Another case was described by Luijckx et al. [6] which refers to a 28-year-old female with discoid SLE. She was admitted to the hospital due to tonic-clonic seizures after 6-week chloroquine treatment at a dose of 200 mg/day. She had no history of previous seizures, however, the patient’s brother (untreated) had developed tonic-clonic convulsions in the past. The patient’s cerebrospinal fluid (CSF) examination was normal, while her EEG showed postictal abnormalities.

In all cases above, imaging scans were normal and seizures ceased after chloroquine therapy was stopped, which suggests its role in induction of seizures.

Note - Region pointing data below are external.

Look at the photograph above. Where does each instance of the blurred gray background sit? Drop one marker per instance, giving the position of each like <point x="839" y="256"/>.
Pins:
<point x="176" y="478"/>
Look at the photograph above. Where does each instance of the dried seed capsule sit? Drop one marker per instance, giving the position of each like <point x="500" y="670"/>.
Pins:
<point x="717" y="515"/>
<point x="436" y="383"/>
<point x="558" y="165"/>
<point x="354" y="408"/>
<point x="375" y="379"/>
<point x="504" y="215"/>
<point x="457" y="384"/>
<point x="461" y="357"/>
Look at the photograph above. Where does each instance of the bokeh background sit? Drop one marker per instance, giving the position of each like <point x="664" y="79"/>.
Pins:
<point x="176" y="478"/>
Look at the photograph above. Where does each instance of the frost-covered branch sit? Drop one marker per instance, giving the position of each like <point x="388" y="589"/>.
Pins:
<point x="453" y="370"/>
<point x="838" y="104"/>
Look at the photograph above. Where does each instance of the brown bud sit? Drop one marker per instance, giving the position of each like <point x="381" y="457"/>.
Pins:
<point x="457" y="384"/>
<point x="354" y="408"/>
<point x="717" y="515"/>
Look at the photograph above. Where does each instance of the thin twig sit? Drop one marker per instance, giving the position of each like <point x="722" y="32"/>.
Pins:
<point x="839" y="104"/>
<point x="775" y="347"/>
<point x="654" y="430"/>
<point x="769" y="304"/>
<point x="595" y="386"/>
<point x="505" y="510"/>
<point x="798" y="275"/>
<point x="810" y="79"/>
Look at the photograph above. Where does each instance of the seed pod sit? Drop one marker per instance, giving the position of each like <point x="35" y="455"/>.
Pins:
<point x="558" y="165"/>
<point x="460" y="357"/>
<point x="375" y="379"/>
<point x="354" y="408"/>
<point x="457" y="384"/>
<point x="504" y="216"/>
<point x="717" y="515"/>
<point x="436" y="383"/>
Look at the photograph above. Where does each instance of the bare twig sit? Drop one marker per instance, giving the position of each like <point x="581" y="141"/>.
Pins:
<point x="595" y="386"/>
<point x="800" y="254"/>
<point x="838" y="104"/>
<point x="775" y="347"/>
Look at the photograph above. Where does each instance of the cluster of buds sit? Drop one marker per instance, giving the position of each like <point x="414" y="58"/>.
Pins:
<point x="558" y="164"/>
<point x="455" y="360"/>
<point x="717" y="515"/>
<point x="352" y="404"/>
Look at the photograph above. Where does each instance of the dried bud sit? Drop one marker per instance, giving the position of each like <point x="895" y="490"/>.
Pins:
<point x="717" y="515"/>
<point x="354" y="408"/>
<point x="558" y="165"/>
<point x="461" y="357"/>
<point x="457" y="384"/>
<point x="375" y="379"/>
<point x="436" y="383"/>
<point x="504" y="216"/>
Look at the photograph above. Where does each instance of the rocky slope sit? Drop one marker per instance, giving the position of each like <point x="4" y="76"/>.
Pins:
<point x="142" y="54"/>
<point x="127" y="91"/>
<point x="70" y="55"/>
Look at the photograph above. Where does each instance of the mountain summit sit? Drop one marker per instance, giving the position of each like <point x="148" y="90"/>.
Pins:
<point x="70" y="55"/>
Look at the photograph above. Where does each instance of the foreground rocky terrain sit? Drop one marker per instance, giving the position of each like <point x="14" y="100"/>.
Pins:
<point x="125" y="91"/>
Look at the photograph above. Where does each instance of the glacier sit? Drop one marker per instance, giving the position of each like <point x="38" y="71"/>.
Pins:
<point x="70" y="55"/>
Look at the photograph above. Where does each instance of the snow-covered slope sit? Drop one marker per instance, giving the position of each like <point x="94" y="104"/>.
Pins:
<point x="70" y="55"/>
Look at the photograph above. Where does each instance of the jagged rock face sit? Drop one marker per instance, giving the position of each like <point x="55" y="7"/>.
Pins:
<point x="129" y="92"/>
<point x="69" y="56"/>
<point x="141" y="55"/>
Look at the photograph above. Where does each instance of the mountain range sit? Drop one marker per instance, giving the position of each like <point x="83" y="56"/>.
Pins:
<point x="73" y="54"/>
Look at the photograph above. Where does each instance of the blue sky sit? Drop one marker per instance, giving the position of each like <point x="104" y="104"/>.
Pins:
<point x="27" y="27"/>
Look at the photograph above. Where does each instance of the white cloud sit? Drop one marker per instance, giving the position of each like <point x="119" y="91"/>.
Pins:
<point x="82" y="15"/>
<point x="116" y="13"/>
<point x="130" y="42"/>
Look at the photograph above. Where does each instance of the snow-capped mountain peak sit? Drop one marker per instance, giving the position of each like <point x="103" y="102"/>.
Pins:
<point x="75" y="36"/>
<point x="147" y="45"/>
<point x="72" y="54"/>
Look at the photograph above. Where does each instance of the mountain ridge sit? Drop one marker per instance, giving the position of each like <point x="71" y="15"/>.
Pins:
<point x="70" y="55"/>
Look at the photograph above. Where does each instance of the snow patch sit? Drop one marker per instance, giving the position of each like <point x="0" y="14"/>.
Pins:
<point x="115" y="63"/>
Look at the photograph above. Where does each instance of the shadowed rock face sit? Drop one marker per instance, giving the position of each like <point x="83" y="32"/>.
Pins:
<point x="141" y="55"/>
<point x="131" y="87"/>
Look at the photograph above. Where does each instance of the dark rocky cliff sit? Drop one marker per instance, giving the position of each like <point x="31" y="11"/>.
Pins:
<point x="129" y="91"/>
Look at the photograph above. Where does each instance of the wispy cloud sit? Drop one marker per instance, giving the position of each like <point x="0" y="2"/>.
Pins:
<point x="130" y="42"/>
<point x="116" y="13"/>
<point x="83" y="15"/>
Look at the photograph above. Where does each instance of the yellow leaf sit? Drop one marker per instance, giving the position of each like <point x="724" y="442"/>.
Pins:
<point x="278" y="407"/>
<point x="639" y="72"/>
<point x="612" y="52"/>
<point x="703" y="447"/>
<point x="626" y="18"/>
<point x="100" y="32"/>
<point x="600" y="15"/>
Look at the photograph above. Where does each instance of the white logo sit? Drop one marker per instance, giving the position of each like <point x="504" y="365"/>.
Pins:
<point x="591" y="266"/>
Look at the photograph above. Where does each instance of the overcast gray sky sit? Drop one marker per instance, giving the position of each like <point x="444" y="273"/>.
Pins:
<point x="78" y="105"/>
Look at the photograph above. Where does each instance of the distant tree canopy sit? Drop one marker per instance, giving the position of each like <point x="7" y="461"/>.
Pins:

To summarize, chloroquine treatment was the most likely cause of seizures in the case presented, according to the patient’s medical history and examinations performed: no seizures in the past, occurrence of convulsions after initiation of chloroquine therapy, no seizures after ceasing the drug, EEG changes and subsequent normalization and no changes in imaging scans. Based on these data, we could assume the presence of a neuropsychiatric form of SLE (NPSLE) [12, 14], which occurs in 64.44% of patients with SLE. Frequency of seizures in this type is estimated at about 10.67% [16].

Despite chloroquine’s reputation of being a highly safe drug, it is necessary to emphasize that it should be used very cautiously in all SLE patients as well as in those who suffer from other diseases, including rheumatological, mental and neurological disorders.